When I was invited to a special dinner with winemaker Peter Franus at Elway's Downtown, I was a tad skeptical as to how, exactly, they would cater that meal to my palate. As a vegetarian, I usually turn down invites like this -- I've worked in the restaurant industry for many years, and far be it from me to turn into that pain-in-the-ass diner with special requests and needs from the kitchen. But I was reassured that it would be no trouble at all, so my carnivorous companion and myself accepted the invitation and, on that late-October evening, headed to the steakhouse to taste what we could taste. And I ended up being very glad I agreed to attend, because it was the best meal I ate in 2010.
There were a handful of components that made this meal my 2010 winner -- some, like the company (including Peter Franus himself), were secondary considerations. What really put this set of plates heads above the competition was the skill used in creating dishes that were beautifully balanced by Franus's catalog of wine, as well as the wine itself. Chef Robert Bogart outdid himself coming up with vegetarian substitutes for the meat-centric plates on the menu.
The seasonal meal started off with a seared sea scallop and grapefruit arugula salad, paired with a fruity, smooth sauvignon blanc. My vegetarian version featured round scoops of avocado in place of the sea scallops (the photos from that dinner are in the post I wrote the day after the Peter Franus wine dinner). The slight bitterness of the arugula was enhanced by the accompanying bitter/sweet taste of the grapefruit, and the ripe avocado added a lovely textural element to the plate.
The second course comprised seared duck breast, butternut squash croquette and plum demi, paired with an oaky, delightful merlot. While my tablemates uttered moans of ecstasy around me, I dug into my own version: Bogart replaced the seared duck with grilled tofu, tender yet firm. It might not seem like the most elegant or inspired meat-replacement in the history of meat replacements, but cooking tofu to taste like this isn't something any cook can do, though they might try and try again.
Elway's is known for steak and seafood, so it's no surprise that after the scallops, Bogart chose steak as the central component of the main entree. The flat-iron was paired with a 2005 blend of cabernet sauvignon, cabernet franc and merlot, and accompanied with parsnip puree and Brussels hash. I remember hearing my date's assertion that this was the best steak she'd ever eaten, but I was too busy tackling my own version.
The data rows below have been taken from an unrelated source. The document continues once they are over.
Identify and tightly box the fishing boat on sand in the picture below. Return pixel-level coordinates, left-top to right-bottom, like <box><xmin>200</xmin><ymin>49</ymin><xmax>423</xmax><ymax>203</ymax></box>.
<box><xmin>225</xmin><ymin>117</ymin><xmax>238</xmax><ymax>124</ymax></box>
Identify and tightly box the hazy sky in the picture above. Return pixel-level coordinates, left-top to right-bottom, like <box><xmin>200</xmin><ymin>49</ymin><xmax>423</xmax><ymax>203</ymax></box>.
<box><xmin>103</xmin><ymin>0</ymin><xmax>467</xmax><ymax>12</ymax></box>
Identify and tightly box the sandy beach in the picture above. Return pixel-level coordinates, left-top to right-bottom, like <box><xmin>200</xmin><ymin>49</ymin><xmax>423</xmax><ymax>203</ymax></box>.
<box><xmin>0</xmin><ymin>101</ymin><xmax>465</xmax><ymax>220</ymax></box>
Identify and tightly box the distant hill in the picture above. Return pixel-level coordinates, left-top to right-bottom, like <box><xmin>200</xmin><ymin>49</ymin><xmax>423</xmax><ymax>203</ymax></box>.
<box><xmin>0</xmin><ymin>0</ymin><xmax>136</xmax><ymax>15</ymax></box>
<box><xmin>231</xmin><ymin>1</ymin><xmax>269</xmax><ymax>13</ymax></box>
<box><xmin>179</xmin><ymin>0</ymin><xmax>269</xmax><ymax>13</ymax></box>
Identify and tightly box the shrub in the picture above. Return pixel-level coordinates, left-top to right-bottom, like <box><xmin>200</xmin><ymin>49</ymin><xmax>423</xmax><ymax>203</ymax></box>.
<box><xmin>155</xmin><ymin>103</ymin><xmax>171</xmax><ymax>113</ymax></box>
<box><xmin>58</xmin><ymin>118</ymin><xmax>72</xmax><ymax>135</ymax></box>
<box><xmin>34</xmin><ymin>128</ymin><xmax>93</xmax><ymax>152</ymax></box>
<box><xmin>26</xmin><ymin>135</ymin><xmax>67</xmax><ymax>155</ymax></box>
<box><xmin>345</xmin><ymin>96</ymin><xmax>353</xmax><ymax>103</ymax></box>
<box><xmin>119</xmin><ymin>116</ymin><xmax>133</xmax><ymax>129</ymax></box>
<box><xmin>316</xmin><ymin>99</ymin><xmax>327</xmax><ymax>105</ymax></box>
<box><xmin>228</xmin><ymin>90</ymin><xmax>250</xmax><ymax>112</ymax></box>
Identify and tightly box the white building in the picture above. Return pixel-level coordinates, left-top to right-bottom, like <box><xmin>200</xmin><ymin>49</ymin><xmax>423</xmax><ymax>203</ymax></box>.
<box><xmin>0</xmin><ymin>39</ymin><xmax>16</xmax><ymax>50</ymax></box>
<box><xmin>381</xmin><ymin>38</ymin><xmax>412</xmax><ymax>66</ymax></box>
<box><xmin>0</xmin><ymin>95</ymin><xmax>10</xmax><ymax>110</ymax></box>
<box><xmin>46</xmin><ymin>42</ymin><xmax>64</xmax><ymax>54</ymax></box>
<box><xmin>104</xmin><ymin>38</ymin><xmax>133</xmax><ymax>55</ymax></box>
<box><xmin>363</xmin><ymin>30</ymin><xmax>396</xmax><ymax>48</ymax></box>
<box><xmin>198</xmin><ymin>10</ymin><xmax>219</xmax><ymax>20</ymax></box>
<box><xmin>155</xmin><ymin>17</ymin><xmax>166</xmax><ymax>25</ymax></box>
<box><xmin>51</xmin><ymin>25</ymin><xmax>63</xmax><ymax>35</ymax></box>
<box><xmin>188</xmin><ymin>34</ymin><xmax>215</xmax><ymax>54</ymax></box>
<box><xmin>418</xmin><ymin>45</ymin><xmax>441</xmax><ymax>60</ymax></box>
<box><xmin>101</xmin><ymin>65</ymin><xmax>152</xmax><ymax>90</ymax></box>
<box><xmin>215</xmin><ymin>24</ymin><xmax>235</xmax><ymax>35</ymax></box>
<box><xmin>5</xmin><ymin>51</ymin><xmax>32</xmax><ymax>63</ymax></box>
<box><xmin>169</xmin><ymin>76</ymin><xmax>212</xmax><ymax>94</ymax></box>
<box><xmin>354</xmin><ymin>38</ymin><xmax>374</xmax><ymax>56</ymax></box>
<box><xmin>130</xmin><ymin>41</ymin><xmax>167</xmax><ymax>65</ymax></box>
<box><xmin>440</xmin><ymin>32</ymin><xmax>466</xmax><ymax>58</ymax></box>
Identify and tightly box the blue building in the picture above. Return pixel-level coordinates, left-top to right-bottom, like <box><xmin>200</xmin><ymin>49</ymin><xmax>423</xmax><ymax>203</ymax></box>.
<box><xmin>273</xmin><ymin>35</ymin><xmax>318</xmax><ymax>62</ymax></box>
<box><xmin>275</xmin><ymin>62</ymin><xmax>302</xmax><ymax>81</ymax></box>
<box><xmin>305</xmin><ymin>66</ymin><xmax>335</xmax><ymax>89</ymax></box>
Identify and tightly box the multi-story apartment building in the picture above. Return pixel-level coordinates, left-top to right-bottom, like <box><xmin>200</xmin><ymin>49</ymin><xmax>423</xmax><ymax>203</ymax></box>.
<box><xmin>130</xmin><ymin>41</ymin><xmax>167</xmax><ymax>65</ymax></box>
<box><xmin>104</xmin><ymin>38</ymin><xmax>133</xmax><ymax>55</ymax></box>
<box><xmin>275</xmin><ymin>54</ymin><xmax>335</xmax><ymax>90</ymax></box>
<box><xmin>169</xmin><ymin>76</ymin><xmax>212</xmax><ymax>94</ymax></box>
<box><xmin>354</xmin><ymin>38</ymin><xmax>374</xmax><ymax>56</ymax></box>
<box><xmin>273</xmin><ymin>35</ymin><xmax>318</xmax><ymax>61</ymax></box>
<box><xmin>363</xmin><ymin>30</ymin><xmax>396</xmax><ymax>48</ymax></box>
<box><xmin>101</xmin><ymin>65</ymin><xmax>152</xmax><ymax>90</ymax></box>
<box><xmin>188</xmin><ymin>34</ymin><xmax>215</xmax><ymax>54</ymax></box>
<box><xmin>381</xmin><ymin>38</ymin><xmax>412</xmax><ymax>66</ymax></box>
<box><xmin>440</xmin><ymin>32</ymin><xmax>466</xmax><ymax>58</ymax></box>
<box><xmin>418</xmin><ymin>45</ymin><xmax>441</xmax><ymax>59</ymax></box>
Apart from a larger portion of the Brussels hash (which was delightful), my plate contained a marinated, grilled portabella mushroom. Here's the shocker: I dislike portabella mushrooms, and this dislike borders on hate more often than not. I like mushrooms in general -- I just think this variety tastes like dirt, and I've eaten more of it than I like to remember, because many chefs use portabella as a meat substitute. Don't eat beef? Slap a portabella cap on that burger bun! I've long thought that using portabella in lieu of beef is lazy, ill-considered and a cheap way out of the vegetarian problem.
And I still feel that way about most of the portabella mushrooms I encounter. But every once in a while, an entree like this, prepared by a chef like Bogart, comes along. I heaved a small inward sigh when it was placed in front of me, but then I tasted it, and devoured it -- all of it -- and all of that heavenly parsnip puree, too, and the Brussels hash. I was already full, but I ate every last bite of that entree, because the marinated mushroom was the closest thing to a flat-iron steak I've tasted since going vegetarian. The texture, the flavor -- it was delectable.
After this orgy of food, I was pretty sure I wouldn't be able to eat another bite, no matter how tempting. Dessert proved me wrong. This course was easy to digest, featuring thin slices of blackberry ice with chocolate chamayo bits, paired with a restrained, elegant zinfandel. Cool and refreshing, it was packed with flavor and just sweet enough to signal an end to the food frenzy.
Say what you will about carnivores: This Veggie Girl has found that Elway's Downtown has been accommodating to my tastes in 2010, serving up picture-perfect vegetarian food you'd pay extra for.